Charlie and Sam drove up from Southern California on Wednesday in a car packed to the brim and got here at about 5am yesterday.
It reminded me of our move in 1984. We had two small children and I was eight months pregnant with Annie. We had set our sights on Oregon ever since my first visit the year we married. We scrimped and saved and lived on air, it seemed at times, and as soon as Jeff graduated from Junior College we were ready. It was a crazy time to move, but I desperately wanted my midwife to deliver my baby and she had moved to Oregon some time earlier. So we assessed our finances, rented a truck, and off we went. Minus our bed, which was the last to be loaded and missed the
You'd be surprised how much hand-me-down furniture a poor young family can fit in a two-bedroom apartment! The old ugly metal hutch where I had once found cockroaches I didn't mind leaving behind. Ditto the ugly greenish-gold velour couch that stubbed my toes every time I got near it. But I would have liked, in my swollen state, to have had a bed upon which to lay my body.
You should have seen us on the day we left. Jeff drove the rental truck with Jonnie, who was two, perched in a booster seat beside him. It was such a cute picture, his little face poking up above the big dashboard. Bethany, three, was traveling with me in our tiny Toyota Starlet that did not have one more cubic inch of empty space.
My lovely Aunty Joan had given Bethany and Jon little bags of goodies to help them pass the time. I think of my aunty and Uncle Charlie waving goodbye to us that day and I am sure that Uncle Charlie's heart must have been breaking, but he never said a word. And I, in my excitement and selfish youth, hardly gave it a thought. Uncle Charlie was exceptionally close to my kids and he must have hated seeing us leave.

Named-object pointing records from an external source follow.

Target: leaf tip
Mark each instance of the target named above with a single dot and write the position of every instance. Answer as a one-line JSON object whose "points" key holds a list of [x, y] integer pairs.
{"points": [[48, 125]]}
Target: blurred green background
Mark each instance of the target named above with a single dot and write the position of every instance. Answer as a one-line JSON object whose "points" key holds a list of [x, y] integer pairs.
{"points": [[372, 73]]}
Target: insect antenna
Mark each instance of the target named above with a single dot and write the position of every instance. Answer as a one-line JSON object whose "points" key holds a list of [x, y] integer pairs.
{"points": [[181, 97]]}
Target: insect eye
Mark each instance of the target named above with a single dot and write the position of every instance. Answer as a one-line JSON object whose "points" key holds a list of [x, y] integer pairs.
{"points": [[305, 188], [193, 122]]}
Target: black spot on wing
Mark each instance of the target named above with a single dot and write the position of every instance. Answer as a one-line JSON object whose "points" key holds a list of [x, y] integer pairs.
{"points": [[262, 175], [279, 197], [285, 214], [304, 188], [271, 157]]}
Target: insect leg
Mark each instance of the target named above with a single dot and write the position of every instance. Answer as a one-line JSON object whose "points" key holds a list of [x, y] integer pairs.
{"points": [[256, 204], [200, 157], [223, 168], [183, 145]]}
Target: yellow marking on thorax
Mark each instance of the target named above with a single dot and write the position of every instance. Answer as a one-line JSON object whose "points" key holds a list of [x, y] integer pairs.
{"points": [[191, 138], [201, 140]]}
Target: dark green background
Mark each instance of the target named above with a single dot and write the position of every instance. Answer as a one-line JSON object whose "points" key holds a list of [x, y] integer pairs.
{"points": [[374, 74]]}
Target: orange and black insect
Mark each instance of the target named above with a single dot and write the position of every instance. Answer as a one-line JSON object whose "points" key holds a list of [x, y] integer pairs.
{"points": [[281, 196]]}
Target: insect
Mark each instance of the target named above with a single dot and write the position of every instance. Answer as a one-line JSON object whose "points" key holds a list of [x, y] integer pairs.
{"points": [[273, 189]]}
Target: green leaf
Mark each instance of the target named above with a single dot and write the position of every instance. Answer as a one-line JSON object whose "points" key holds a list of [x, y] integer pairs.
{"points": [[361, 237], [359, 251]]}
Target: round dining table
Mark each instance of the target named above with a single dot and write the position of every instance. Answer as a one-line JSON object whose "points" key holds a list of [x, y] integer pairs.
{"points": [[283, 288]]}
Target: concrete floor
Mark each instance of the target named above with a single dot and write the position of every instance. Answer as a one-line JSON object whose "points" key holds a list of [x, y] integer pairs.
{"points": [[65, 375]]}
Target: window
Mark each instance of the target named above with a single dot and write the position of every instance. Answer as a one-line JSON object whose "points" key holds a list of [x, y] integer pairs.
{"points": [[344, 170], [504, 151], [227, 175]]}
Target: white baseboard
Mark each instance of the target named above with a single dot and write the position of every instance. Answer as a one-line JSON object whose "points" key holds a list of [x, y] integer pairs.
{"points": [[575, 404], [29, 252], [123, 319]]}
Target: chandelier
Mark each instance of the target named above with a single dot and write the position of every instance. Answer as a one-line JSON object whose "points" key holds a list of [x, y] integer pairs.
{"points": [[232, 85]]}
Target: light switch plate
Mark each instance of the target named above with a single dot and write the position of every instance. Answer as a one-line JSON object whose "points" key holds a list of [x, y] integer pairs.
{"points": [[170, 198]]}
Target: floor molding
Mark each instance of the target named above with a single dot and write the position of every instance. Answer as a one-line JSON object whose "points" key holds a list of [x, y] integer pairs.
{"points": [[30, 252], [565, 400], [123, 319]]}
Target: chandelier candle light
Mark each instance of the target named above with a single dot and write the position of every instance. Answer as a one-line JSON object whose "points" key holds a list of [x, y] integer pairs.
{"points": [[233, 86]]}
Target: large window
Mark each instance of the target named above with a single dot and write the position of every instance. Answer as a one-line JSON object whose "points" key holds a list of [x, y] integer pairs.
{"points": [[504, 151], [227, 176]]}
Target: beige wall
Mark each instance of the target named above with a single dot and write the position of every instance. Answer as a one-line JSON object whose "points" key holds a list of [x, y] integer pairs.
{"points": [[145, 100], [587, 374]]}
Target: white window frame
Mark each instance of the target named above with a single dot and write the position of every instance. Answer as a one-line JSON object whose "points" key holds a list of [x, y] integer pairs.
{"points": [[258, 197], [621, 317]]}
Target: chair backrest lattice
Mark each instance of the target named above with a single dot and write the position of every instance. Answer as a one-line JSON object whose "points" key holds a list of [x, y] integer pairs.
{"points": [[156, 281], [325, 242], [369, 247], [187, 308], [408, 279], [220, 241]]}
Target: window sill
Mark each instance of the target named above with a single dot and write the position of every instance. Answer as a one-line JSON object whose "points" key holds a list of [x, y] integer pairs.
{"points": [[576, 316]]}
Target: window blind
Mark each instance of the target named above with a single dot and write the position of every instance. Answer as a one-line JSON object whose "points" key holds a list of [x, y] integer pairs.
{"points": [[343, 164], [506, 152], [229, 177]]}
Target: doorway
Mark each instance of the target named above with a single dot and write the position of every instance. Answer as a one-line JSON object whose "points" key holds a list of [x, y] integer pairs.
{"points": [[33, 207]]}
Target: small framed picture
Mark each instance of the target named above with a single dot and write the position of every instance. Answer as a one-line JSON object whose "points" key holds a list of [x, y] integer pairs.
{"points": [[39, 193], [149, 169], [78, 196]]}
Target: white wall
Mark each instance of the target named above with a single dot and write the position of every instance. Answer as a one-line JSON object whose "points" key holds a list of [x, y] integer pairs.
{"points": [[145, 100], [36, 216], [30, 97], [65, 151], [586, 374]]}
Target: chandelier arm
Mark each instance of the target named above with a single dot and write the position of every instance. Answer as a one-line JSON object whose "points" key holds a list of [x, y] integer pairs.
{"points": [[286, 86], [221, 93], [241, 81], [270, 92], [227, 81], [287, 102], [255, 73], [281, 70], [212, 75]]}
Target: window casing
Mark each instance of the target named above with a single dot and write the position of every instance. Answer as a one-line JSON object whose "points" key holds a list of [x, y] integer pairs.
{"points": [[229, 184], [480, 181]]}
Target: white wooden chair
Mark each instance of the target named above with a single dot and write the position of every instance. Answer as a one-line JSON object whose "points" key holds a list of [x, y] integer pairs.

We left in the late afternoon and in my memory it was raining. Driving through L.A. in our tiny car was scary; every time a truck passed I thought we would get blown off the road. Jeff drove behind us, ever the protector, and as the hours went by he got concerned as he saw me starting to weave back and forth in the lane. He finally got me to pull over by flashing his lights and insisted that we find somewhere to sleep for the night. We had only made about five hours, but we found an exit where there was supposedly a motel and we took the chance. The motel was about 15 miles off the freeway! We thought we would never find it in the dark, but were glad for the rest once we did.
The next morning we drove to San Francisco and visited with some dear friends and stayed with them for the second night. We arrived at our destination, my midwife's house, on the evening of the third day. I often chuckle when we drive down to SoCal in one day, remembering our three-day journey.
We stayed with my midwife for a week while Jeff looked for a house in his family's old town.
And we have been living here happily ever since.